First, the question arises as to why anyone should respect blogs and Twitter on their literary merit. Many are written stream-of-conscious, by mere plebeians versus traditionally educated intellectuals, and thus the language deviates phenomenally from traditional texts. To snub or ignore these handles for these reasons, however, forwards a notion of literary purism – the idea that there is a “right” language, and any deviating vernaculars signify lack of status or intelligence. While this is a debate for a later forum, my take would be that we should be wary of purist notions of language in the modern world and accept the deviations present in these forums as important cultural expressions free from hierarchical language “classes.” In other words, the specific presentation of the language should not be a judge of its quality.



With that out of the way, we should move towards the content. Tweeting and blogging have lasting cultural implications. They have fundamentally changed the way that our generation utilizes and interprets the written word. Before modern technology, people primarily read about other societies in a story format or third-person perspective. One would read a book or an article in a newspaper to find out about other cultures or other dimensions of human experience. If stories were written in first-person perspective, only a minority were informal, highly personal narratives. Today, college students arguably rely on media in the first-person perspective to gather news, and to learn about other people. Tweets supply quick news, and blogs chronicle diverse human experience and supply entertainment. In short, in modern society, people utilize informal, highly personal mediums to gather information.

One should further consider the strange ramifications of anonymous blogging and tweeting. Literature is judged and constructed for an audience; it is a reactive medium intended to anticipate audience response. So, when one has the capacity to restrict the audience to solely unknown, anonymous viewers, he or she has incredible new freedom to bare their soul.
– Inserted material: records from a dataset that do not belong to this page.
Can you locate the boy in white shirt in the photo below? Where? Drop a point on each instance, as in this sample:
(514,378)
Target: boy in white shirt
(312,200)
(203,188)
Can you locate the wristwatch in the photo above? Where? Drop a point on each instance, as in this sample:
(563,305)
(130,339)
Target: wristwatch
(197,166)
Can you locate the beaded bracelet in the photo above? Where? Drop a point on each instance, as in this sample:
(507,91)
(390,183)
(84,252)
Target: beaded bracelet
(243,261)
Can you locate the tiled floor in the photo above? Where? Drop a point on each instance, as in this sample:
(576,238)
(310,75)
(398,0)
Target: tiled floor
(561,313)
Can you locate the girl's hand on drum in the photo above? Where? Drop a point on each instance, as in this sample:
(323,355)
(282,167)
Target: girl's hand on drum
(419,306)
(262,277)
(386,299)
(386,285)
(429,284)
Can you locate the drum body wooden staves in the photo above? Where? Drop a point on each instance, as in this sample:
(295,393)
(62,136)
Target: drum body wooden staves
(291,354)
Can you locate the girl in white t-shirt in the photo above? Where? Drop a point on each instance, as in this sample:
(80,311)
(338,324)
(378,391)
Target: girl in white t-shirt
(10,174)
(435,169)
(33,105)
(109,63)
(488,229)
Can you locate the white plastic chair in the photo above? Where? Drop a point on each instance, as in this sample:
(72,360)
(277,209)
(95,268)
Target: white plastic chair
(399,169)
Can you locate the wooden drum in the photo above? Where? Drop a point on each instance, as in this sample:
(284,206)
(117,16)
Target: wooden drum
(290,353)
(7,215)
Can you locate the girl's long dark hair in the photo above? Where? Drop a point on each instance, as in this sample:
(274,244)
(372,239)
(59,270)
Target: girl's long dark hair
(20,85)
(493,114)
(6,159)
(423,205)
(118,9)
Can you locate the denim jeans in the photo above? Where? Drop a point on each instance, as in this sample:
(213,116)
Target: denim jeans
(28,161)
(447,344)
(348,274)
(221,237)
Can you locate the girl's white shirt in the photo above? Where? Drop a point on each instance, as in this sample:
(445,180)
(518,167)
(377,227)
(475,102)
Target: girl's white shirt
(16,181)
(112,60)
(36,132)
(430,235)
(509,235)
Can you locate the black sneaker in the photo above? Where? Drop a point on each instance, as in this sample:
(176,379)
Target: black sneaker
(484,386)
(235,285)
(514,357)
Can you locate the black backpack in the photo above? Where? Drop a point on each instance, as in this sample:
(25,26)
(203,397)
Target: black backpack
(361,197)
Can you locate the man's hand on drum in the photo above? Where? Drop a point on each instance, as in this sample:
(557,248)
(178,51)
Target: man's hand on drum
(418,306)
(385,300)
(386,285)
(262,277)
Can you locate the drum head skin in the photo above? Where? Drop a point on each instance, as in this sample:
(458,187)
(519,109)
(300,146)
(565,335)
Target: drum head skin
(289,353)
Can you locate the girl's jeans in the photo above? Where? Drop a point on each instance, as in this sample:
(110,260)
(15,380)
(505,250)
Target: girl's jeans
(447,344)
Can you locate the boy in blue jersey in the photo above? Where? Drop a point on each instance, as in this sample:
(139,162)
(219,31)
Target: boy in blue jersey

I have had the unique opportunity to read a blog of an acquaintance who assumes her forum is presented to completely unknown viewers. What I’ve found is she has a unique freedom to criticize and present herself freely and honestly; the experience of reading it is akin to reading a diary. Because of the nature of the blog, she is not even subconsciously aware that acquaintances might read her posts and form judgments of her. She has total freedom to shape her self-image. Even anonymous literature does not have this capacity, because it is still read by a mass audience versus a blog’s 100-1000

dedicated viewers. 

Twitter is another such novel forum. Even when presented to the public, it is a fresh representation of the psyche because of its breadth. Besides blogging (Facebook does not require personal posts), it is one of the only forums allowing one to present themselves to the public in small, personal slices over an extended period of time. A dedicated, personal Twitter handle thus has the unique capacity to reveal an unedited human conscious. In fact, it draws to light questions about human identity itself. Is the social essence of a person their interactive physical presence or the version represented over time through these handles? Are they fundamentally different? Are the handles more honest about self than physically social interaction, or less so?

The answers to these questions are enormously significant and have much to say about the nature of human expression. These forums make the human mind less and less a private black box; they allow a leaking of identity that cannot be expressed strictly through conversation or abstract artistic means.